Une autre controverse freinait notre enthousiasme, celle ayant trait à la préservation de la biodiversité. Durant notre séjour à Singapour, notre porte d’entrée en Asie, la présentation de la MTC s’était plutôt faite sous l’angle de la menace écologique que des bienfaits sur la santé. En effet, la pharmacopée chinoise repose, entre autre, sur des organes d’espèces en voie d’extinction (comme la bile d’ours, les moustaches ou les os de tigres, etc.). Quoiqu’il en soit le plaisir des yeux est parfois plus tenace que la conscience écologique…
La médecine traditionnelle chinoise serait également à l’origine de nombreuses traditions qui occupent encore la vie quotidienne des chinois. A l’occasion d’un repas chez un copain de Guillaume expatrié en Chine depuis 10 ans, marié à une chinoise et récemment père de deux jumeaux, nous aurons eu un aperçu des règles à respecter après l’accouchement. Sachez qu’une femme qui vient d’accoucher ne peut pas toucher de l’eau (et donc se laver) pendant 46 jours et ce, pour éviter les infections liées à l’eau. De plus, elle doit rester dans son lit, pendant ce même laps de temps, pour se reposer de l’accouchement, car toute son énergie a été consommée pendant l’évènement. Sa mère ou une nounou est chargée de s’occuper du nouveau né. Le seul lien autorisé entre la mère et le nouveau-né est évidemment l’allaitement. Enfin, le nouveau-né n’est pas censé sortir de la maison avant ses 100 jours! Et ce, pour éviter qu’il ne tombe malade. Une grand fête est d’ailleurs organisée à l’occasion de ses trois mois, l’enfant ayant désormais le statut de bébé et non plus de nouveau-né. On imagine l’importance du taux de mortalité infantile qui a pu exister dans le passé pour que de telles pratiques demeurent! Après avoir pris connaissance de cette information, il nous a semblé ne pas apercevoir de nouveaux-nés dans la rue…

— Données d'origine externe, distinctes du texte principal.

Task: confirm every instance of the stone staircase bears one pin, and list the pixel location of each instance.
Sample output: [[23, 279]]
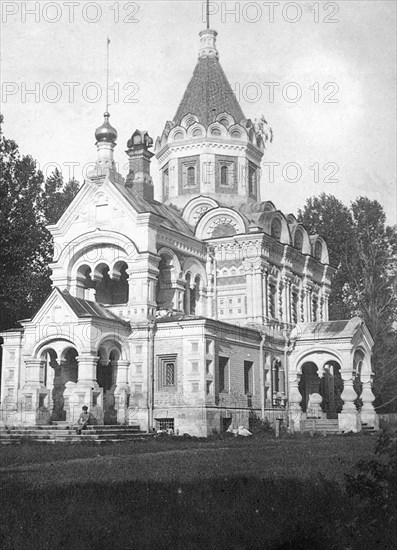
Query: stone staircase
[[61, 432]]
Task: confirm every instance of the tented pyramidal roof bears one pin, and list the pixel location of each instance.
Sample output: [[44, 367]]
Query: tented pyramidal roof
[[209, 94]]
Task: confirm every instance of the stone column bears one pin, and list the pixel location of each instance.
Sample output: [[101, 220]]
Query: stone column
[[258, 294], [249, 284], [86, 391], [265, 295], [286, 300], [295, 398], [368, 414], [307, 308], [348, 419], [122, 391], [32, 390], [301, 307]]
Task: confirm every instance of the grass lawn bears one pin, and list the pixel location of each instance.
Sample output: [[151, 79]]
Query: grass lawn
[[232, 493]]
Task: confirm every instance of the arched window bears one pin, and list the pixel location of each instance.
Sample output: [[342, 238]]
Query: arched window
[[276, 229], [104, 286], [191, 176], [252, 182], [318, 250], [224, 175], [119, 293], [298, 239]]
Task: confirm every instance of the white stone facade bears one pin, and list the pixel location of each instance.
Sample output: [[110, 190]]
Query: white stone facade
[[189, 304]]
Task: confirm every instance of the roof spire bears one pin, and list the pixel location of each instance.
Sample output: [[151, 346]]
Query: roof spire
[[107, 75], [208, 44]]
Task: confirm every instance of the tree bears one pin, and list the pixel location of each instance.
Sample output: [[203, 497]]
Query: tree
[[57, 196], [364, 250], [27, 204], [372, 291], [329, 217]]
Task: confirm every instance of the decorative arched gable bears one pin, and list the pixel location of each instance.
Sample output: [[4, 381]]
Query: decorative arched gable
[[197, 207], [224, 222]]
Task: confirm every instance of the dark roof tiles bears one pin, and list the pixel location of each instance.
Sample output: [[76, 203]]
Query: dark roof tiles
[[208, 94]]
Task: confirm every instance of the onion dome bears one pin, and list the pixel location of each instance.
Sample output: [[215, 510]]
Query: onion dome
[[106, 132]]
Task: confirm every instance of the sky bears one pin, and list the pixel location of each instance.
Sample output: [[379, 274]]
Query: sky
[[322, 73]]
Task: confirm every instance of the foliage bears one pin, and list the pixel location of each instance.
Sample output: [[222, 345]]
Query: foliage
[[364, 251], [372, 485], [27, 204], [327, 216]]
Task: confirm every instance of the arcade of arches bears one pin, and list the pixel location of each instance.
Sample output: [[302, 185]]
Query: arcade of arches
[[62, 377]]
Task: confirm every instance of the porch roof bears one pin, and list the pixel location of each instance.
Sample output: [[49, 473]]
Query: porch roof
[[328, 329], [86, 308]]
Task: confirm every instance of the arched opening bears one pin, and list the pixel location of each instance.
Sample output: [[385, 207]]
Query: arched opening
[[275, 230], [186, 304], [318, 250], [298, 240], [309, 383], [191, 176], [119, 284], [107, 379], [331, 389], [358, 362], [295, 306], [252, 182], [224, 175], [103, 287], [328, 388], [278, 382], [223, 230], [56, 373], [165, 292], [195, 296]]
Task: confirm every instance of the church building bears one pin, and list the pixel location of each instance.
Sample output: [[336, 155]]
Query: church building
[[187, 302]]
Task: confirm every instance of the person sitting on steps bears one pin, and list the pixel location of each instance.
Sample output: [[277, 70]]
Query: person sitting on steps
[[84, 420]]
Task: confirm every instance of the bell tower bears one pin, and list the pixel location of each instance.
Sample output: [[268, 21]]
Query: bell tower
[[209, 147]]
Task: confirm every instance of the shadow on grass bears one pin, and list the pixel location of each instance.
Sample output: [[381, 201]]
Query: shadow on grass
[[235, 513]]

D’autres copains français expatriés en Chine ont carrément été interviewé par le service communication de l’hôpital chinois dans lequel leur fille est née pour qu’ils expliquent l’intérêt d’un “accouchement naturel”! A priori, en Chine, c’est l’accouchement par césarienne qui est la mode, et ce pour que l’enfant naisse à une date qui lui porte chance. On ferait appel à des voyants pour déterminer la date idéale de l’accouchement. Les statistiques sont édifiantes: plus de 50% de chinoises choisiraient une césarienne. Cependant d’autres facteurs pourraient aussi expliquer cette préférence comme l’absence de péridurale et de préparation à l’accouchement (source : le blog des copains expatriés en Chine).
Pour le reste, il faut avouer que l’on ne comprend pas grand chose aux concepts de cette médecine qui est avant tout une philosophie de vie. En tous les cas, elle demeure bien ancrée dans la société chinoise avec ses universités et hôpitaux de médecine chinoise et ses incroyables pharmacies!